Autorisé à la vente en France, il y a plus de trente ans, le Médiator® était
à l’origine prescrit en tant qu’hypolipidémiant (destiné à faire baisser les
corps gras dans le sang).
En 1990, il bénéficie d’une nouvelle indication en diabétologie:
“adjuvant au régime adapté pour les personnes diabétiques en surcharge
pondérale”. Il entre peu à peu dans les prescriptions comme
“coupe-faim”. Les choses mettront du temps à se gâter pour cette spécialité.
Ce n’est qu’en novembre 2009, qu’une suspension de vente la marquera
finalement. 300.000 personnes suivaient alors un traitement au Mediator®, en
France. Réunion européenne de pharmacovigilance, enquêtes officieuses puis
officielles, rapport de toxicité à propos de métabolite similaire, alerte
aux mésusages… auraient pu alerter bien avant. Comble du comble, pendant que
le médicament conservait sa légalité en France, d’autres pays européens
prenaient des mesures d’interdiction. En Belgique, par exemple, la
Commission du médicament refusera par deux fois – dont la première en 1978 –
l’autorisation de mise sur le marche. L’attention était portée sur l'effet
anorexigène de la molécule (Benfluorex), et l’efficacité du médicament était
sujette à contestation.
Des
victimes par milliers
D’après une étude remise
à l’Agence française de la sécurité sanitaire des produits de santé (Afssaps),
fin 2010, le Mediator® serait à l’origine de plus de 500 décès en France et
de l’hospitalisation de quelque 3.500 personnes souffrant de lésions des
valves cardiaques. Les observations de valvulopathies chez des patientes
parfois jeunes, la pneumologue Irène Franchon les signalait de longue date,
sans effet. Dans un livre “Mediator® 150 mg”(2),
elle rapporte l’histoire de sa pugnacité contre le Mediator® face au monde
complexe du médicament. Détail significatif: le titre initialement prévu
“Mediator® 150 mg.
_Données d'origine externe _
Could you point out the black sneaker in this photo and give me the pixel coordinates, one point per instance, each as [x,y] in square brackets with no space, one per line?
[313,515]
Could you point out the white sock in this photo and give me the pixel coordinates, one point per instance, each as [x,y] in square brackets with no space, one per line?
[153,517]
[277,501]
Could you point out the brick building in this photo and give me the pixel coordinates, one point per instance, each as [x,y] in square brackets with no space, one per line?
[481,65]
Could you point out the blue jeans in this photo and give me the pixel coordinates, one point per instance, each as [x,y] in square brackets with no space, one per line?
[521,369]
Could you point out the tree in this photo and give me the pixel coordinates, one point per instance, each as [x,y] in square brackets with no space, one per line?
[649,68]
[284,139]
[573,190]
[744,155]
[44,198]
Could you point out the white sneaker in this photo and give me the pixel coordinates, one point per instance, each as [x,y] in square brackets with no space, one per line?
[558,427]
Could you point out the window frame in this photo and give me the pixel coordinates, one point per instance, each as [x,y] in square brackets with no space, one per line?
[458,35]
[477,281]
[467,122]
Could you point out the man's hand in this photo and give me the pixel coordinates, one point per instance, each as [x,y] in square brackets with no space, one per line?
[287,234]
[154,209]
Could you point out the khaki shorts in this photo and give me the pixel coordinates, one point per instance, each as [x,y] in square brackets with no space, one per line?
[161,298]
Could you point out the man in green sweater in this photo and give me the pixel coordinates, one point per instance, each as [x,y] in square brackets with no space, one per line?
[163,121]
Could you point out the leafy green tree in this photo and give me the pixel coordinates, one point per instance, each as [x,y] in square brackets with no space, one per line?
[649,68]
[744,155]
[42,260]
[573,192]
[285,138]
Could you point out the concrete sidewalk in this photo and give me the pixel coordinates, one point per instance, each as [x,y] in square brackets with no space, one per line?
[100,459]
Combien de morts” a subi la censure, la firme
pharmaceutique Servier, productrice du Mediator, s’inquiétant du discrédit
qu’un tel sous-titre aurait pu engendrer.
Des
leçons à tirer
Aujourd’hui, les
rapports d’enquête tentent de démêler les responsabilités, de tirer les
enseignements du parcours − trop long − du Mediator® sur le marché français
depuis son autorisation en 1976. Ainsi en janvier dernier, l’Inspection
générale des affaires sociales remettait un rapport critique(3).
Le laboratoire Servier se voit particulièrement mis en cause: son
comportement et sa stratégie, pendant 35 ans, n’ont eu de cesse de
poursuivre la commercialisation, malgré “le décalage avec la réalité
pharmacologique” du Mediator®; au point de littéralement “anesthésier
les acteurs de la chaîne du médicament”.
Le dispositif de
pharmacovigilance a lui aussi failli. Il n’a pas instruit suffisamment les
cas d’effets indésirables graves. Accorder la plus grande attention à ces
effets, voilà un élément parmi d’autres que l’organisme “Prescrire” avance
pour éviter un Mediator bis. L’association, reconnue pour son indépendance
et sa fiabilité, avait donné l’alerte de longue date dans ce dossier.
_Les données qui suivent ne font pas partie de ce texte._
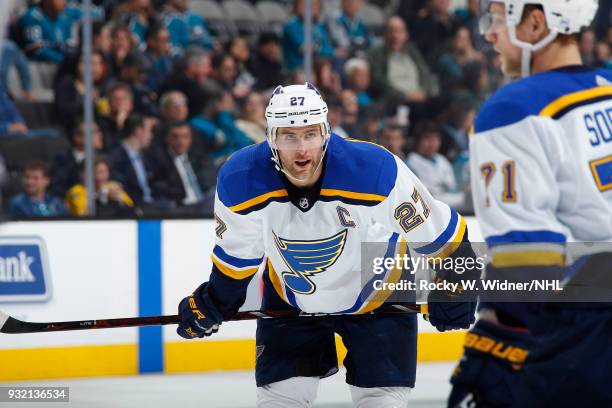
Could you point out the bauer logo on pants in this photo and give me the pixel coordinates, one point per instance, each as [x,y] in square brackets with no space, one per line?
[24,270]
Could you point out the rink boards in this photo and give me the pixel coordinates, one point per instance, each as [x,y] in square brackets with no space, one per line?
[111,269]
Aujourd’hui, elle prêche en faveur de changements fondamentaux: “Ces
désastres de santé publique auraient pu être évités. A trois conditions.
D'abord, à condition de toujours penser en termes de balance
bénéfices-risques pour les patients : pourquoi prendre le moindre risque
quand il n'y aucun bénéfice tangible démontré? Ensuite, à condition
d'accorder la plus grande attention aux effets indésirables décrits dans les
essais cliniques, d'appliquer des raisonnements de pharmacologie de base, et
d'analyser les publications spécialisées de pharmacovigilance du monde
entier. Enfin, à condition de toujours faire bénéficier le doute au patient,
et non à la firme: car on ne rendra pas la vie aux morts du Mediator®,
malgré les procès qui ne manqueront pas d'être intentés à la firme
pharmaceutique Servier”. (4). Et de rappeler aux
oreilles des soignants, mais aussi des agences sanitaires, des sociétés
pharmaceutiques et des responsables politiques, un principe de base en
médecine: “d'abord ne pas nuire”.
// Catherine Daloze
(1) Dossier du Figaro sur
www.lefigaro.fr
(2) I.Franchon, “Médiator 150 mg : sous titre censuré”,
éditions-dialogues.fr, Brest, 2010.
(3) Le rapport IGAS du 15 janvier 2011 est disponible
sur www.afssaps.fr/
(4) Prescrire – 10 décembre 2010 –
www.prescrire.org/
La vie légale d’un médicament
De
sa conception, à sa consommation, en passant par sa mise en vente, tout
médicament suit une trajectoire balisée. Autorisations et contrôles sont
autant de passages obligés, censés éviter les abus et les dérives. Suivons
brièvement ce parcours.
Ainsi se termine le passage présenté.